As a first step, I cut out all red meat, pizza, soda and donuts – including my beloved munchkins. For breakfast at work I now have oatmeal with raisins. On weekends, I improve this to steel-cut oats with cranberries, walnuts and almond milk. I also have salad at every lunch and dinner.
OK, so I know this is ‘low hanging fruit’ (sorry for the pun) and most of you nutritional converts are probably yawning at this point, but it’s been a big step for me. I’ve lost about another 15 lbs. and my blood pressure is back to normal – and most importantly I just feel much better. So rather than beating myself up about not making a binary switch to a better diet, I decided to “not let perfect become the enemy of the good” and take my incremental victories.

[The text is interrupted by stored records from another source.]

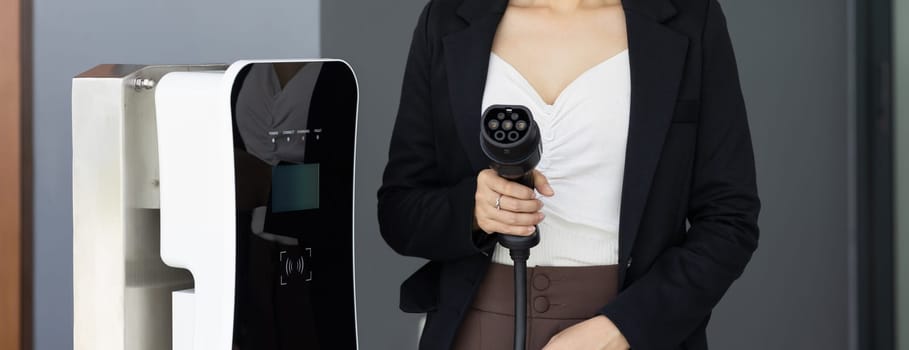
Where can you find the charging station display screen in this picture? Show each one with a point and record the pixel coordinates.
(294, 187)
(294, 126)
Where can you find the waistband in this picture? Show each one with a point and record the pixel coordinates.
(558, 292)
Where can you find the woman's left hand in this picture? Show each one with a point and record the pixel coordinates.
(598, 333)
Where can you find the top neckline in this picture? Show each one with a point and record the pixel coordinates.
(514, 71)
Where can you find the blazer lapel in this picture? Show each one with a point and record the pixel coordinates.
(467, 61)
(657, 55)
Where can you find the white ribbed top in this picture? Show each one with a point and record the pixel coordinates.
(584, 133)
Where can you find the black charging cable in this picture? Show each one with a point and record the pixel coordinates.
(511, 140)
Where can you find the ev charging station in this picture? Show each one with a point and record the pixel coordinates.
(213, 206)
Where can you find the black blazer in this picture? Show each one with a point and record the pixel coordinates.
(689, 160)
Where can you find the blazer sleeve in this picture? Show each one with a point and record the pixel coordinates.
(663, 307)
(418, 214)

Step 3: Really improve my diet:
Full disclosure: This phase is nowhere near complete. But I’m taking small steps that will help me with my conversion to a more whole food, plant-based diet. And that is where my learning from, and association with, International Integrators comes in. As a start on this phase I’ve read The China Study and Prevent and Reverse Heart Disease, and watched the film Forks Over Knives as well as others like Food, Inc. and Super Size Me. I’ve also been reading some of the Forks Over Knives cookbooks and more importantly, asked my wife to read them too.
Thus far, further improvement at home has been a slow process transitioning from the traditional diet that we grew up on. But kids are so perceptive and I see glimpses that some dietary awareness is already rubbing off. Last Saturday after soccer practice, at the ritual popsicle distribution, my 7-year-old daughter said to me, “I think I’ll pass Dad – there’s too much sugar and food coloring in those things”. Yeah! – celebrate the little victories! More on all this as the diet improvement evolves for me. Hopefully I still have time . . .
David Read is a board member of the 15 state East Coast Greenway (ECG) project (www.greenway.org) which has a goal of promoting active living and non-motorized transportation along the eastern seaboard of the United States. David is currently the Vice President of Ambulatory Care Operations and Medical Oncology at the Dana Farber Cancer Institute in Boston, Massachusetts.